Thursday, February 23, 2006

Not that I'm paranoid or anything

I’ve got this friend who’s vegetarian, vegan, non-leather-or-wool-wearing and non-car-driving. But he does like a pint, and we meet from time to time in his local pub and have a drink before I drive him to a French club. (He accepts lifts in cars.)
He’s a very nice guy. Recently he said look, we’re always drinking in my local – why don’t we meet up in yours, so you won’t have to worry about drinking and driving – and I’ll be on my bike so it won’t matter. It was a nice thought. So I said fine, let’s meet in the Stag and Hounds.
His jaw dropped. ‘I’m sorry’, he said, ‘I won’t meet you in a pub called the Stag and Hounds. I don’t believe in the exploitation of animals.’
‘But,’ I said, ‘we’ve always drunk in your pub, and it’s called the Nag’s Head’.
‘Yes’, he said, ‘but the head is attached to the nag’.
‘If you look at the sign outside my pub,’ I said, 'you will see that the heads of the Stag and the hounds are firmly affixed to their bodies’. But he wouldn’t budge, and we still meet in the Nag’s Head. I drove by it the other day – and you know what? – the head of the nag is torso-less. Perhaps he just doesn’t want to drink with me.

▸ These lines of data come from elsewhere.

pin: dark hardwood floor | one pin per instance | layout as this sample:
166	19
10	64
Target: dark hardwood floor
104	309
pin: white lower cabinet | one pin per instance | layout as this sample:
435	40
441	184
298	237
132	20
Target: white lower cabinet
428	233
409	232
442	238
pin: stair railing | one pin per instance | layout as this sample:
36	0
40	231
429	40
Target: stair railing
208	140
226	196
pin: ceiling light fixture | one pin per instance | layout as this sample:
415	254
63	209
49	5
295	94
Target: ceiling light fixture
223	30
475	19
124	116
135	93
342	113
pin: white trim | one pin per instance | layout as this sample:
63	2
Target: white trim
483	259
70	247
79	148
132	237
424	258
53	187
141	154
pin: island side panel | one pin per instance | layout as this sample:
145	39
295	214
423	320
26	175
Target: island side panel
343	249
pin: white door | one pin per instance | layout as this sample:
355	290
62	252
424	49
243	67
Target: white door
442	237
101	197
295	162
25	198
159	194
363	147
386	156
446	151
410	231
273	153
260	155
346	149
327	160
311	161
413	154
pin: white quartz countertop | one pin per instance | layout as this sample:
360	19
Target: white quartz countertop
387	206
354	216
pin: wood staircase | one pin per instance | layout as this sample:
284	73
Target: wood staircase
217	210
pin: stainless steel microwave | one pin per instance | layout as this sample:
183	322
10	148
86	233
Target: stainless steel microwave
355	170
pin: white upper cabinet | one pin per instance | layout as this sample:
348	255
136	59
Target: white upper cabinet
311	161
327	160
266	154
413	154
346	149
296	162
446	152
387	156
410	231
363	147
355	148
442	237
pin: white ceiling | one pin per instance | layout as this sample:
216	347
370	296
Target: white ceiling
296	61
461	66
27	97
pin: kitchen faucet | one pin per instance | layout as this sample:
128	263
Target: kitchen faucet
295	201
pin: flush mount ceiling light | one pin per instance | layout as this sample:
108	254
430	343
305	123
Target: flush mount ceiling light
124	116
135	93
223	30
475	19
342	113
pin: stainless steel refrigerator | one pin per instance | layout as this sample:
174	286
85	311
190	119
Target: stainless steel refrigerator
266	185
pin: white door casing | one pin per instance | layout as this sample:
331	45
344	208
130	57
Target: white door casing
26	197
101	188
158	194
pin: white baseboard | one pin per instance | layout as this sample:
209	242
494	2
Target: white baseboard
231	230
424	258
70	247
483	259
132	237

Now I didn't think I was paranoid - well not very much - but when my wife gave me Lynne Truss’s Eats, Shoots and Leaves at Christmas, I had second thoughts. Much as I like her, and I do (she might read this) I have to question her tact in choosing that particular gift*. Giving a writer a book on punctuation is a bit like giving Michael Schumacher Car Driving for Beginners or Fred and Ginger First Steps in Ballroom Dancing.
Paranoia apart, it’s a fascinating book, but I still don’t know why it was so successful: grammarians didn’t need it and the rest don’t care.
Ms Truss talks of the APS – Apostrophe Protection Society – a group of grammar vigilantes who write (in impeccable grammar no doubt) to perpetrators of sins like the grocer’s apostrophe (banana’s) and such, to point out their error. Her book even has a set of adhesive apostrophes of different sizes that you can stick in where they have been omitted, and a set of plain white stickers with which to cover redundant ones – a printed card I got from an estate agent recently said they dealt in ‘sale’s and rental’s’!
But this surely highlights a basic contradiction of blogging. You start off saying, 'This is my blog and I will write it how I please, regardless of such trivialities as grammar, punctuation and the like'. But once you know someone is reading it, you feel a writer’s duty to proof-read and correct.
Hemingway said that easy writing is hard reading, and that it takes hard writing to make easy reading – so what was formerly a casual personal record of one’s innermost thoughts becomes hard work – and unpaid work at that. Or is it only me?
Next week – dangling participles (‘As a valued customer, I am writing to tell you about…’) and the difference between ‘less’ and ‘fewer’. Yawn.

* OK – I’ll come clean. I asked her for it.